O templo para acabar com a loucura sobreviveu
sem muitas críticas, aqui no Brasil, até Lima Barreto denunciar em um livro “Diário do Hospício: Cemitério
dos Vivos”, o que viveu em uma internação (Artaud tinha feito o mesmo na França). E a dra. Nise da Silveira dizer não
para a visão e os tratamentos psiquiátricos, propondo atividades artísticas e a conexão com animais, em
espaços de terapias ocupacionais, para as pessoas com sofrimento mental.
“Dona Ivone Lara (na foto), nossa Rainha do
Samba, teve uma participação importante na história da Luta
Antimanicomial. “Ela trabalhou como enfermeira e assistente social em
hospitais psiquiátricos de 1947 a 1977, e atuou no Serviço Nacional de Doenças
Mentais com a doutora Nise da Silveira, uma das principais referências da luta
antimanicomial no Brasil” (FIOCRUZ, 2018)

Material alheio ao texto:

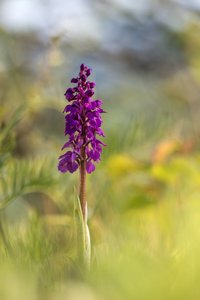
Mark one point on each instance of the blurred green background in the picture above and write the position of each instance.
(144, 210)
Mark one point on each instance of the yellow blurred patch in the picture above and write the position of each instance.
(164, 149)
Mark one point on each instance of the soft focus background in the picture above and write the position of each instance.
(144, 210)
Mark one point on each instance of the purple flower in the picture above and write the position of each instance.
(82, 125)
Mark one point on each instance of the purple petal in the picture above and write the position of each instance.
(90, 167)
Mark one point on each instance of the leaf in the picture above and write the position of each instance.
(22, 177)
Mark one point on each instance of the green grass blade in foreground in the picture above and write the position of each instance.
(23, 177)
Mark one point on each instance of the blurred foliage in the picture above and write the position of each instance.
(144, 196)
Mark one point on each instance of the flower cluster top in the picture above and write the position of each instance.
(82, 126)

No final da Década de 1970 um grupo de
trabalhadores da Saúde Mental do Rio de Janeiro denunciou os maus tratos feitos
aos pacientes e as péssimas condições de trabalhos que estavam submetidos no
Pedro II. Graças a isso, aconteceu uma greve em quatro hospitais psiquiátricos,
culminando na demissão de muitos destes profissionais. Muitos deles começaram o
MTSM, Movimento dos Trabalhadores da Saúde Mental, porque ninguém mais poderia
aceitar as atrocidades que presenciavam.
Se tiver estômago, leia o livro “Holocausto
Brasileiro: Genocídio: 60 mil mortos no maior hospício do Brasil”, de Daniela Arbex.

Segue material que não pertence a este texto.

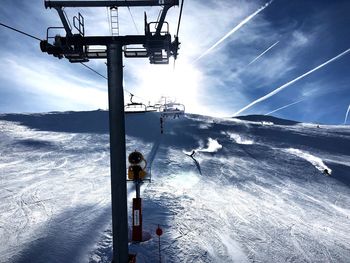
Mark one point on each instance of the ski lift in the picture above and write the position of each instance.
(172, 109)
(135, 107)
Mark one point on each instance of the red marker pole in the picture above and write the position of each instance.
(137, 219)
(159, 232)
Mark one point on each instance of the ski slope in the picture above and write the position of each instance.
(255, 192)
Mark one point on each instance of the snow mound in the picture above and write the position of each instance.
(314, 160)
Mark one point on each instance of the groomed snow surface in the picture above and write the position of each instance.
(261, 195)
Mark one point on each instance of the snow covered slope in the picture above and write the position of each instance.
(256, 194)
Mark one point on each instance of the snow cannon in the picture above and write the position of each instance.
(136, 170)
(136, 174)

Um pouco antes, na Itália, o psiquiatra Franco
Basaglia, junto com um grupo de profissionais da saúde mental e pessoas
confinadas em hospitais psiquiátricos já estavam propondo novas abordagens
eficazes e bem diferentes do paradigma psiquiátrico, uma vez que não bastava
reformar a psiquiatria. Tinha que se criar todo um campo de saberes e práticas que
lidassem com o sofrimento psíquico de forma mais complexa e inclusiva e não
necessariamente medicalizada.
A medicalização é o uso dos saberes e jargões biomédicos
para descrever toda e qualquer experiência da vida, até as que não lhes dizem respeitos. Por exemplo, uma pessoa não
consegue mais perceber, nem dizer, que odeia ficar sentada horas, acabando com a sua
coluna e os seus olhos, em um trabalho monótono na frente de uma tela de computador. Diante do seu descorto e da normal incapacidade de docilizar seu corpo a tal tortura, possivelmente, vai suspeitar que sofre um Transtorno de Déficit de Atenção
e Hiperatividade - TDAH. Também pode se diagnosticar com algum grau de autismo,
sem perceber uma tristeza ou raiva subjacente que a isola das relações. Isso quando não
medicaliza seus filhos pelos mesmos motivos, sem perceber outros fatores em
torno do sofrimento da criança.
Por tudo isso, só em 2001, no Brasil, criou-se
a Lei 10.216 que “dispõe sobre a proteção e os direitos das pessoas com
transtorno mental e redireciona o modelo assistencial em saúde mental.”
A designação “transtorno mental” ainda precisa
ser superada, porque a maioria dos sofrimentos não deveriam ser entendidos como
um transtorno localizado em uma pessoa, mas como o resultado de muitos fatores
que precisam ser compreendidos e transformados, como pretende a reforma psiquiátrica e sua luta antimanicomial.
Por isso, a Luta antimanicomial tem este
enfoque:
Tratar da pessoa com sofrimento mental em
liberdade e em sua integralidade, diminuindo tudo o que pode causar o seu
sofrimento e redirecionando o modelo assistencial.
E todos nós já sabemos que isolar uma pessoa
entre quatro paredes, atacando o sentimento de pertencimento, é o maior
sofrimento que existe, como a Imperatriz da Humanidade (A Loucura) já tinha
avisado no século XVI:
Seu templo é no viver e nas relações.